Was den Streckenverlauf betrifft, so wurde beim Marathon 2021 wieder der klassische Kurs absolviert. Das ist insofern erwähnenswert, da im Vorjahr aufgrund der Coronabeschränkungen ein anderer Kurs gelaufen werden musste. Start- und Zielpunkt waren im letzten Jahr identisch, was in erster Linie der Tatsache Rechnung trug, dass so weniger freiwillige Helfer eingesetzt werden mussten.

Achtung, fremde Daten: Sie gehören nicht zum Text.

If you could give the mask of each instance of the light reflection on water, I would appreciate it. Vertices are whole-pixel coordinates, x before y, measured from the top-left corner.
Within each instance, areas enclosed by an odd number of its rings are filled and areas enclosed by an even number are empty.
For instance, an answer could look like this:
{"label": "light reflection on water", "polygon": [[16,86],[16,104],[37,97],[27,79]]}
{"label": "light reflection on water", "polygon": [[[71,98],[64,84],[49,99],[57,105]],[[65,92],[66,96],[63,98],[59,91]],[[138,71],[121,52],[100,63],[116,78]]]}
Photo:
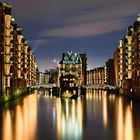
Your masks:
{"label": "light reflection on water", "polygon": [[105,91],[76,100],[40,91],[0,108],[2,140],[140,139],[140,103]]}

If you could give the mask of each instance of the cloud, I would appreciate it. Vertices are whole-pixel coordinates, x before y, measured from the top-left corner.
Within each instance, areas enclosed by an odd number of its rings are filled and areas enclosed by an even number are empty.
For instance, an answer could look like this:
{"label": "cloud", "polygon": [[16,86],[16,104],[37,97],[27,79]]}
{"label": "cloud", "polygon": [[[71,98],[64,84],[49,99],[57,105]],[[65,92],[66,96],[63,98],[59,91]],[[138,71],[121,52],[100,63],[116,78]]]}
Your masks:
{"label": "cloud", "polygon": [[55,28],[50,31],[44,31],[41,35],[63,38],[88,37],[120,30],[125,26],[126,23],[121,20],[99,21]]}

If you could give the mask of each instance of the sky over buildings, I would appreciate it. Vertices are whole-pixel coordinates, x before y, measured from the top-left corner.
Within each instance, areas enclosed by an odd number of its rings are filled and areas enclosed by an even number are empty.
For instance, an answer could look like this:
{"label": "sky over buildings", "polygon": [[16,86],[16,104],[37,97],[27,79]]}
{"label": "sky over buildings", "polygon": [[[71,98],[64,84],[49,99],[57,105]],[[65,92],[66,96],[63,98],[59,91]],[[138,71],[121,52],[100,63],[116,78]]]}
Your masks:
{"label": "sky over buildings", "polygon": [[67,51],[86,52],[88,67],[102,66],[140,13],[140,0],[7,2],[13,5],[13,16],[24,29],[40,71],[56,66]]}

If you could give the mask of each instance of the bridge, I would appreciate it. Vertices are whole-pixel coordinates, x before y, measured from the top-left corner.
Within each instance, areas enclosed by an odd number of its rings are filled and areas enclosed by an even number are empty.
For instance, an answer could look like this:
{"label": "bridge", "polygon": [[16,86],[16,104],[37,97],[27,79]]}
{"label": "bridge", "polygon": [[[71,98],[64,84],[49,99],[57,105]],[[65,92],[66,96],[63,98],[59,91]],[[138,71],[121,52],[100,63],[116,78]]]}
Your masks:
{"label": "bridge", "polygon": [[86,89],[103,89],[103,90],[107,90],[107,89],[116,89],[116,87],[111,86],[111,85],[87,85]]}
{"label": "bridge", "polygon": [[38,85],[31,86],[31,89],[40,89],[40,88],[49,89],[53,87],[56,87],[56,85],[55,84],[38,84]]}

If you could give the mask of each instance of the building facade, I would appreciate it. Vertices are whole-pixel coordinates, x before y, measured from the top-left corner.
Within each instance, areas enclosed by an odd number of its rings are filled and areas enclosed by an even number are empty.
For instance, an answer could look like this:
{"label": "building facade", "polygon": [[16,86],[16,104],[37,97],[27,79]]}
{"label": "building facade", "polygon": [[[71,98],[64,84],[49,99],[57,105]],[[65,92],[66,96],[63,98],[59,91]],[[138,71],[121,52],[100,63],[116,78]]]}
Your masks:
{"label": "building facade", "polygon": [[95,68],[87,71],[87,85],[104,85],[105,70],[104,67]]}
{"label": "building facade", "polygon": [[37,82],[36,58],[11,10],[0,3],[0,94],[9,96]]}
{"label": "building facade", "polygon": [[86,61],[86,54],[63,53],[62,60],[58,64],[57,86],[63,87],[67,85],[67,88],[85,86]]}
{"label": "building facade", "polygon": [[140,92],[140,15],[114,53],[115,80],[124,93]]}
{"label": "building facade", "polygon": [[104,82],[107,85],[115,85],[115,70],[114,70],[114,59],[108,59],[104,64]]}

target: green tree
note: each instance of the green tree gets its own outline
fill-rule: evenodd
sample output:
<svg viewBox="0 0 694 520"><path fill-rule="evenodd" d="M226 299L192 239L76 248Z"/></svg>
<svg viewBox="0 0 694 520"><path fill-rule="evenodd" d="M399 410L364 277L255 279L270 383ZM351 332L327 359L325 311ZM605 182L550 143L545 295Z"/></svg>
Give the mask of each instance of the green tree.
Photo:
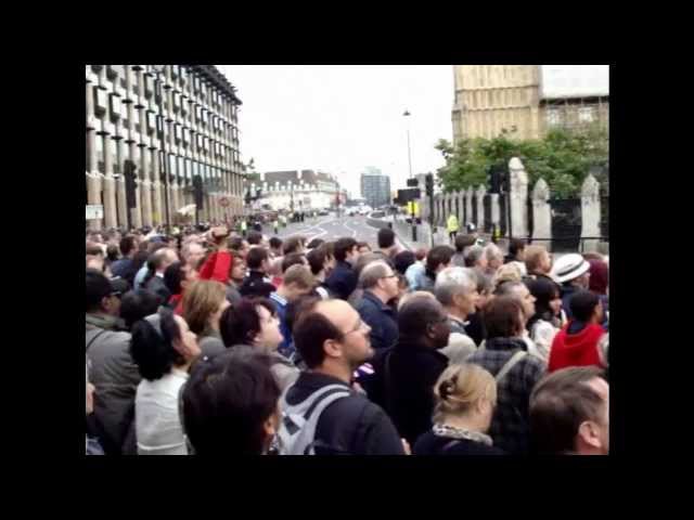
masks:
<svg viewBox="0 0 694 520"><path fill-rule="evenodd" d="M512 157L524 164L530 186L543 178L553 197L578 196L589 172L595 176L604 193L609 190L609 142L607 131L597 126L555 129L541 140L515 140L513 131L504 129L497 138L463 139L455 145L441 139L435 148L446 159L437 171L446 192L486 184L489 168L502 165L505 169Z"/></svg>

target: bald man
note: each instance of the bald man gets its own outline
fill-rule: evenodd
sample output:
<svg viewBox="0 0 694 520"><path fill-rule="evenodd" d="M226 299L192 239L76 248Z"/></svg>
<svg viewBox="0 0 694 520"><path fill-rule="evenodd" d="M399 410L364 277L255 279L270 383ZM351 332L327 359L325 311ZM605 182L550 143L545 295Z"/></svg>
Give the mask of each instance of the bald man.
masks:
<svg viewBox="0 0 694 520"><path fill-rule="evenodd" d="M321 300L294 326L308 366L282 400L283 454L402 455L406 447L385 412L351 388L354 370L371 359L370 327L342 300ZM303 425L292 417L304 416ZM311 435L312 427L314 432Z"/></svg>

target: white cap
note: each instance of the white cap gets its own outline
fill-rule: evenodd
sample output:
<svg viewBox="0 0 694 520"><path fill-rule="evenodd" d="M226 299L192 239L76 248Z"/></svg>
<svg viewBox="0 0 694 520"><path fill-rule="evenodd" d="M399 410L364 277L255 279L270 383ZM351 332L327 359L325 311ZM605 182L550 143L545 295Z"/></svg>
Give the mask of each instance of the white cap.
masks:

Auch das Wetter spielte mit, denn am 7. November 2021 war der Himmel wolkenverhangen und es gelang der Sonne nicht, ihn zu durchbrechen. Die hohen Temperaturen des Vortags blieben daher aus, was das Laufen deutlich angenehmer machte, zumal es trotz der dichten Wolkendecke nicht regnete. Das Thermometer dürfte ca. 13 oder 14° Celsius angezeigt haben. Klasse Bedingungen also.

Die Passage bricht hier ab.